Delphine Evans, who undertook assessments with children from Northamptonshire, explains how her role has benefitted from the training,
“Having worked as Head of Music in a secondary school for five years and for the music services (in Stockport and Tameside), I am very aware of the real-life challenges facing children who live with a disability.
The training not only gave us the opportunity to familiarise ourselves with the kit we would be using to assess the physical needs of the children – particularly their use of digits and fine motor skills – it was also particularly helpful in improving our communication techniques. Listening back to recordings of my online sessions was really useful because it made me more aware of the language I use, and how to phrase things more positively – for example, focusing on what the child can do as opposed to what they can’t.”
The training will help deliver on the Government’s ambition to be doing more, collectively, to level up musical opportunities for children with special needs ambition (following publication in June 2022 of ‘The Power of Music to Change Lives – A National Plan for Music Education’).
It starts with all schools and music services considering the needs of their disabled pupils before they choose an instrument for whole class participation. Opting for the ukulele, for example, may seem inclusive; until a child presents without a digit or digits. There are alternative options, and with forethought and forward planning, there is a much different outcome.
It was not long after the training that Delphine had the opportunity to see for herself the difference that access to the right equipment can make. When a pupil presented with quadriplegia caused by cerebral palsy, the school’s initial solution was that someone could hold her trumpet for her. Being fully conversant with the equipment available through OHMI’s Instrument Hire Scheme, meant that Delphine could request a trumpet stand to enable the girl to play independently.

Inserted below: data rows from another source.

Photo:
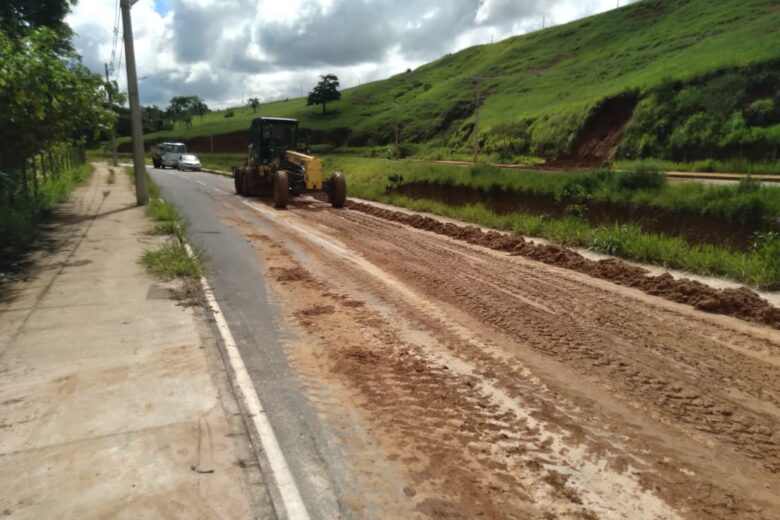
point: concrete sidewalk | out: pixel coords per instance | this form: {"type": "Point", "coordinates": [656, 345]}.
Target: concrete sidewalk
{"type": "Point", "coordinates": [113, 399]}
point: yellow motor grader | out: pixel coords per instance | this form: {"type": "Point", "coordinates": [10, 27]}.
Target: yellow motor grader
{"type": "Point", "coordinates": [274, 167]}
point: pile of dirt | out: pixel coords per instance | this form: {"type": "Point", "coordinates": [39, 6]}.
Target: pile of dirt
{"type": "Point", "coordinates": [740, 303]}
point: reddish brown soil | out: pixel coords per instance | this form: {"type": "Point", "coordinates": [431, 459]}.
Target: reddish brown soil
{"type": "Point", "coordinates": [741, 303]}
{"type": "Point", "coordinates": [599, 138]}
{"type": "Point", "coordinates": [464, 382]}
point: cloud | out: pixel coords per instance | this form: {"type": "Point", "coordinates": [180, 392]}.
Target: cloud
{"type": "Point", "coordinates": [227, 50]}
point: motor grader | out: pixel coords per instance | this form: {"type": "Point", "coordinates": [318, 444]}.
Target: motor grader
{"type": "Point", "coordinates": [274, 166]}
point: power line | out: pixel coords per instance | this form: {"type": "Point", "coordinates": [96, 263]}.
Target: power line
{"type": "Point", "coordinates": [119, 67]}
{"type": "Point", "coordinates": [115, 40]}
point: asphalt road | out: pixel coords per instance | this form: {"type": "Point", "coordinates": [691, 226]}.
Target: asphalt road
{"type": "Point", "coordinates": [411, 373]}
{"type": "Point", "coordinates": [236, 278]}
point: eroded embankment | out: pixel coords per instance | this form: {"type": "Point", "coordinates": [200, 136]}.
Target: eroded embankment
{"type": "Point", "coordinates": [741, 303]}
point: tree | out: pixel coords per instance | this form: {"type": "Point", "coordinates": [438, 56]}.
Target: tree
{"type": "Point", "coordinates": [48, 98]}
{"type": "Point", "coordinates": [182, 108]}
{"type": "Point", "coordinates": [199, 107]}
{"type": "Point", "coordinates": [325, 91]}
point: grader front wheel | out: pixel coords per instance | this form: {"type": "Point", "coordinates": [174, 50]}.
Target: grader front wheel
{"type": "Point", "coordinates": [281, 190]}
{"type": "Point", "coordinates": [337, 194]}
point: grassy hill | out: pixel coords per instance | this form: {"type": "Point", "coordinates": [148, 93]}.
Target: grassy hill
{"type": "Point", "coordinates": [706, 68]}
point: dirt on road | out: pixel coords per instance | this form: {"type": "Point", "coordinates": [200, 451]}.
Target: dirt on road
{"type": "Point", "coordinates": [471, 380]}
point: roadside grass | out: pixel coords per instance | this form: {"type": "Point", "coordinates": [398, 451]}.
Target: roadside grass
{"type": "Point", "coordinates": [105, 156]}
{"type": "Point", "coordinates": [745, 204]}
{"type": "Point", "coordinates": [707, 166]}
{"type": "Point", "coordinates": [759, 266]}
{"type": "Point", "coordinates": [171, 261]}
{"type": "Point", "coordinates": [18, 221]}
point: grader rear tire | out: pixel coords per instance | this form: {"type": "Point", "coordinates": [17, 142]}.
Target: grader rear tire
{"type": "Point", "coordinates": [337, 194]}
{"type": "Point", "coordinates": [281, 190]}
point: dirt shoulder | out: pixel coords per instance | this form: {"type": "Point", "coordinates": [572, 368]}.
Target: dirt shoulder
{"type": "Point", "coordinates": [497, 385]}
{"type": "Point", "coordinates": [113, 397]}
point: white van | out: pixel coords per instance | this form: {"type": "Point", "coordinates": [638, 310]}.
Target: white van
{"type": "Point", "coordinates": [167, 154]}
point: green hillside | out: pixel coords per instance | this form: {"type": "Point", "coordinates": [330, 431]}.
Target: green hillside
{"type": "Point", "coordinates": [698, 78]}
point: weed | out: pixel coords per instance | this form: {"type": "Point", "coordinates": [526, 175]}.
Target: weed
{"type": "Point", "coordinates": [18, 221]}
{"type": "Point", "coordinates": [646, 176]}
{"type": "Point", "coordinates": [172, 261]}
{"type": "Point", "coordinates": [160, 210]}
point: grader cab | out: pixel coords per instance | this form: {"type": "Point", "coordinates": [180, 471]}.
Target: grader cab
{"type": "Point", "coordinates": [274, 166]}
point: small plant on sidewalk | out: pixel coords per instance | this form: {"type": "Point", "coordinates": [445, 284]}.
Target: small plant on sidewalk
{"type": "Point", "coordinates": [172, 261]}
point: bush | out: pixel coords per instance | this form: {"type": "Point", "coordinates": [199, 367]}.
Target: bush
{"type": "Point", "coordinates": [646, 176]}
{"type": "Point", "coordinates": [763, 112]}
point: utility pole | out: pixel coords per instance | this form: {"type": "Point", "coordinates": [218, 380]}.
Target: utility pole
{"type": "Point", "coordinates": [141, 190]}
{"type": "Point", "coordinates": [112, 130]}
{"type": "Point", "coordinates": [397, 132]}
{"type": "Point", "coordinates": [478, 82]}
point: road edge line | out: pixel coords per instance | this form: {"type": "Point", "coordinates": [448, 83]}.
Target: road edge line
{"type": "Point", "coordinates": [292, 502]}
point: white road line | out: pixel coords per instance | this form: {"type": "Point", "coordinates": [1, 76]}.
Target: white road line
{"type": "Point", "coordinates": [285, 483]}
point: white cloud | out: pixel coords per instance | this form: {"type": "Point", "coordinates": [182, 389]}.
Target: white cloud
{"type": "Point", "coordinates": [227, 50]}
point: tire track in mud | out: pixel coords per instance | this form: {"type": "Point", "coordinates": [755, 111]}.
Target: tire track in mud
{"type": "Point", "coordinates": [417, 402]}
{"type": "Point", "coordinates": [741, 303]}
{"type": "Point", "coordinates": [666, 363]}
{"type": "Point", "coordinates": [468, 454]}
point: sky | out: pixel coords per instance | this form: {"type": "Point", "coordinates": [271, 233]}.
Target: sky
{"type": "Point", "coordinates": [226, 51]}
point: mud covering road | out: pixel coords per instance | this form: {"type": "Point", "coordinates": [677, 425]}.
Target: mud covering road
{"type": "Point", "coordinates": [458, 381]}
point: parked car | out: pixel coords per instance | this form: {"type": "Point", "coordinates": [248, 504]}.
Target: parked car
{"type": "Point", "coordinates": [188, 162]}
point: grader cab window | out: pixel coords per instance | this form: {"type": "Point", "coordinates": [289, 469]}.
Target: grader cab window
{"type": "Point", "coordinates": [276, 135]}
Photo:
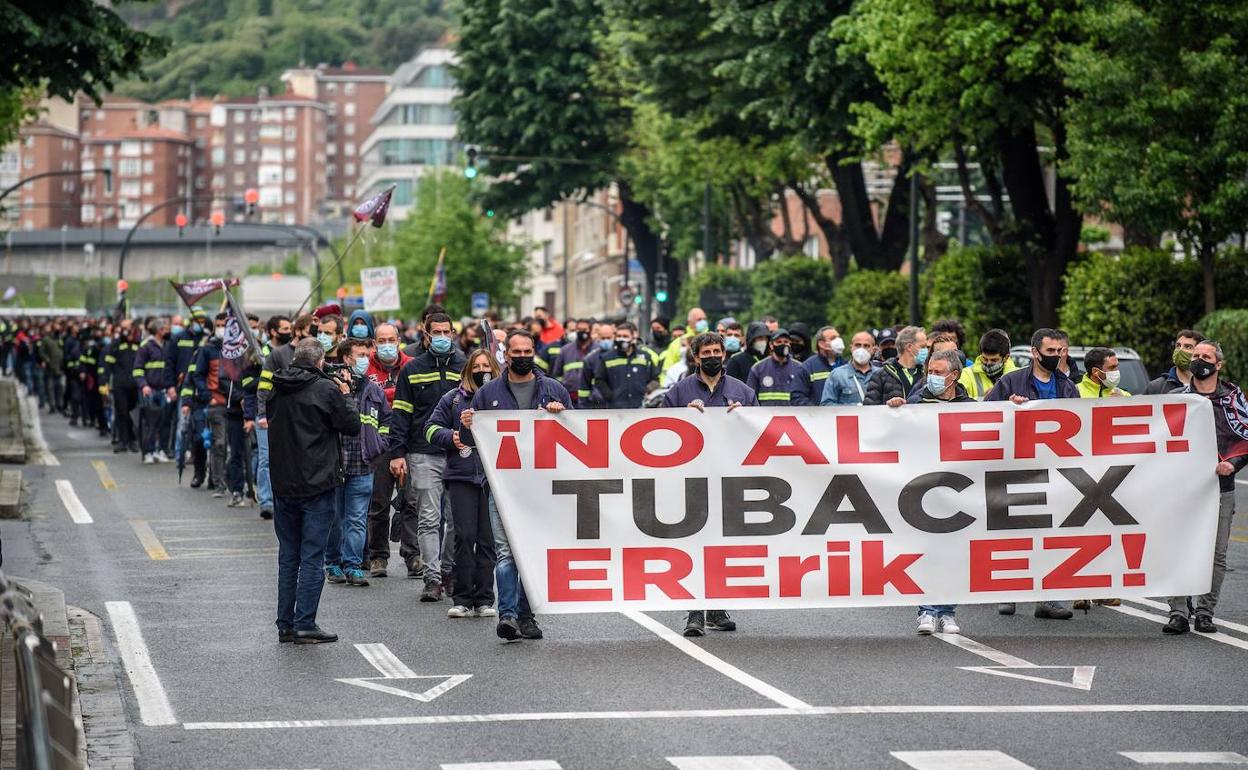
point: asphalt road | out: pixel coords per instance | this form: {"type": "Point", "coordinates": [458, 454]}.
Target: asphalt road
{"type": "Point", "coordinates": [211, 688]}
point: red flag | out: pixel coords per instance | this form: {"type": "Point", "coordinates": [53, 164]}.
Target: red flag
{"type": "Point", "coordinates": [375, 209]}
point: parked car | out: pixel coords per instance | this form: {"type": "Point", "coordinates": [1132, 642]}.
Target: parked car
{"type": "Point", "coordinates": [1135, 376]}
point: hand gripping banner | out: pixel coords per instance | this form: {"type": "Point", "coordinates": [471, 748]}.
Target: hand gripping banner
{"type": "Point", "coordinates": [674, 509]}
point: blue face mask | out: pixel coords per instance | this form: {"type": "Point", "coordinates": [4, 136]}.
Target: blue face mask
{"type": "Point", "coordinates": [441, 345]}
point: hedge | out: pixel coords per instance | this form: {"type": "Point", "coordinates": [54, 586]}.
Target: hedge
{"type": "Point", "coordinates": [869, 298]}
{"type": "Point", "coordinates": [1229, 328]}
{"type": "Point", "coordinates": [793, 288]}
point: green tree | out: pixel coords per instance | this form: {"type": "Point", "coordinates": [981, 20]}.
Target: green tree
{"type": "Point", "coordinates": [64, 49]}
{"type": "Point", "coordinates": [479, 257]}
{"type": "Point", "coordinates": [1157, 135]}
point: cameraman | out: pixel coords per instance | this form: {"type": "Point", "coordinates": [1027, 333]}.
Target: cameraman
{"type": "Point", "coordinates": [306, 416]}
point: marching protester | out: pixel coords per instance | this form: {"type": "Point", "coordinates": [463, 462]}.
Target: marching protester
{"type": "Point", "coordinates": [308, 412]}
{"type": "Point", "coordinates": [467, 492]}
{"type": "Point", "coordinates": [523, 387]}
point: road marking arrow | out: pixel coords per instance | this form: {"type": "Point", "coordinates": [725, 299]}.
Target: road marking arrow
{"type": "Point", "coordinates": [1014, 668]}
{"type": "Point", "coordinates": [391, 668]}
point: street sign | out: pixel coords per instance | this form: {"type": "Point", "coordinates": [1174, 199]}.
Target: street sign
{"type": "Point", "coordinates": [479, 305]}
{"type": "Point", "coordinates": [380, 288]}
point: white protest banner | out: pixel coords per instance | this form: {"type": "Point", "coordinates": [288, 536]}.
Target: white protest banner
{"type": "Point", "coordinates": [667, 509]}
{"type": "Point", "coordinates": [381, 288]}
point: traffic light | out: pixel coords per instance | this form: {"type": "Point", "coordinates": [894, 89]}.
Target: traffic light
{"type": "Point", "coordinates": [660, 287]}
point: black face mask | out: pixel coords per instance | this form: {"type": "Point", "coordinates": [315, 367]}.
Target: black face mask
{"type": "Point", "coordinates": [522, 365]}
{"type": "Point", "coordinates": [711, 367]}
{"type": "Point", "coordinates": [1202, 368]}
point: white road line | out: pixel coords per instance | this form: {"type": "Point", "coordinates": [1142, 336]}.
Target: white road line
{"type": "Point", "coordinates": [1186, 758]}
{"type": "Point", "coordinates": [905, 710]}
{"type": "Point", "coordinates": [385, 662]}
{"type": "Point", "coordinates": [714, 662]}
{"type": "Point", "coordinates": [729, 763]}
{"type": "Point", "coordinates": [1163, 619]}
{"type": "Point", "coordinates": [960, 760]}
{"type": "Point", "coordinates": [534, 764]}
{"type": "Point", "coordinates": [43, 456]}
{"type": "Point", "coordinates": [154, 706]}
{"type": "Point", "coordinates": [1165, 608]}
{"type": "Point", "coordinates": [78, 512]}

Rachel Wolffsohn, OHMI’s General Manager, adds,
“Our new training course – and the awareness it raises of solutions – is a big step towards a better understanding of each individual child’s needs.
We’d like to encourage music teachers across the country to take up this training so that more disabled children are matched with the right instruments and enabling equipment for their particular requirements, and are given a better opportunity to participate fully in music lessons.”